Ce projet marque un changement important dans la façon dont l'État gère ses besoins en logiciels. Au lieu d'acheter des licences pour une suite logicielle fermée, les sept organismes mettent leurs ressources en commun pour adapter un logiciel open-source à leurs besoins.

Si une organisation modifie le produit pour un besoin spécifique, cette modification devient automatiquement accessible à tous les autres utilisateurs du logiciel, sans frais. Le système évite ainsi de payer à plusieurs reprises pour une nouvelle fonctionnalité, en éliminant tous les coûts de licence reliés à l'utilisation du produit.

IntelliGID a été conçu par la compagnie Doculibre, avec la participation de Bibliothèque et Archives nationales du Québec, qui fait partie de la nouvelle communauté, tout comme le Secrétariat du Conseil du trésor, d'ailleurs.

Cet outil de gestion vise à assurer la pérennité du patrimoine numérique gouvernemental et supporte le Cadre de référence gouvernemental en gestion intégrée des documents.

Modèle Apache

Le processus de fonctionnement de la communauté IntelliGID s'inspire de l'Apache Software Foundation, explique Rida Benjelloun, président et chef de la direction de Doculibre inc.

«Tout repose sur le concept de partage et de reconnaissance. Les décisions se prennent par consensus, par un système de vote», explique-t-il.

Au sommet de la communauté se trouve un comité de gestion qui définit les orientations du projet, et choisit les «développeurs». Un comité technique veille au bon fonctionnement du logiciel et offre le soutien.

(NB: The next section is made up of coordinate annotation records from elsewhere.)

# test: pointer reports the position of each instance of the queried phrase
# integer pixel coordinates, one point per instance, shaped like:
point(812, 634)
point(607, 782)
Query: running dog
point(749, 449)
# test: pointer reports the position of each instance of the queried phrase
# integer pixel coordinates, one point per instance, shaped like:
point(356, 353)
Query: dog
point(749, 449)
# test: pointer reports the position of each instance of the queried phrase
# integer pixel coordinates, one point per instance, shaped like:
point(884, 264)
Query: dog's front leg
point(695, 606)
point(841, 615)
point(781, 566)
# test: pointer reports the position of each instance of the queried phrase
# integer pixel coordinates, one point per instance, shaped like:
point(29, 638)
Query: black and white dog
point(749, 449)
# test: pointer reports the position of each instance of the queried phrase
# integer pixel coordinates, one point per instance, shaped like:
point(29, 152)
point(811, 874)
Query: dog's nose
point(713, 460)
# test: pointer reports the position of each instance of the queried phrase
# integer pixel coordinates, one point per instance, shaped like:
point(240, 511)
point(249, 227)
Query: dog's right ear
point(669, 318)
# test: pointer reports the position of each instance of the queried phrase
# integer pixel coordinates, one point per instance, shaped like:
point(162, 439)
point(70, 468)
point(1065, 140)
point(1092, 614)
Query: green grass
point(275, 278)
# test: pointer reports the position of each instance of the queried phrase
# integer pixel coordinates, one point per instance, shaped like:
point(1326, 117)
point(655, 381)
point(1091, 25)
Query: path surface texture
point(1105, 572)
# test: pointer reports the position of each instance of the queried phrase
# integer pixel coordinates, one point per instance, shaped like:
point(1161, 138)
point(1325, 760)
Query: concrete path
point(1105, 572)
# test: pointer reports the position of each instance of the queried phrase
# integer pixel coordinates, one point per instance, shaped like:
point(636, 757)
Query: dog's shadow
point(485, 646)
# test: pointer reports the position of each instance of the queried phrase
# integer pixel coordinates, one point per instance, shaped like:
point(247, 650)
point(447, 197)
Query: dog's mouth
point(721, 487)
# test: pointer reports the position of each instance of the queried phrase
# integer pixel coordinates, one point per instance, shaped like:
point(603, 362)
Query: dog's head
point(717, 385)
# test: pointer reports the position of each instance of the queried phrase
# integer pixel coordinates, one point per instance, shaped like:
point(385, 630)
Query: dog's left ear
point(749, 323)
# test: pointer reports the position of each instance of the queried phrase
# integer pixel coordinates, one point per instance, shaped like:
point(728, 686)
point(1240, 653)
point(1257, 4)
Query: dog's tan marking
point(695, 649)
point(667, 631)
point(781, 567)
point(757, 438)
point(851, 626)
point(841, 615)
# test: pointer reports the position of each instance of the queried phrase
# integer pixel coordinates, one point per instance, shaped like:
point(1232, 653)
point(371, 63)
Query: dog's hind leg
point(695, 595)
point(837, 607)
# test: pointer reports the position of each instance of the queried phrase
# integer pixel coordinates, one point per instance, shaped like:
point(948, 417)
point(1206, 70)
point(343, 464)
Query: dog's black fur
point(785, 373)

On choisit ensuite des commiteurs, qui sont des programmeurs ou des spécialistes de la gestion documentaire. Le processus de recrutement est basé sur la méritocratie. On n'intègre que ceux et celles qui ont l'apport le plus significatif relativement à l'application et à la communauté, explique M. Benjelloun, qui a lui-même déjà fait partie des quelque 2000 commiteurs d'Apache.

Il espère que le gouvernement saura tirer profit de cette ouverture, facilitée par la loi 133 sur la gestion des ressources informationnelles. Il aimerait voir non seulement d'autres communautés de logiciels libres, mais aussi des «forges de logiciels» qui permettent de repérer les logiciels libres conçus et soutenus par le gouvernement, pour les faire connaître à tout l'appareil gouvernemental.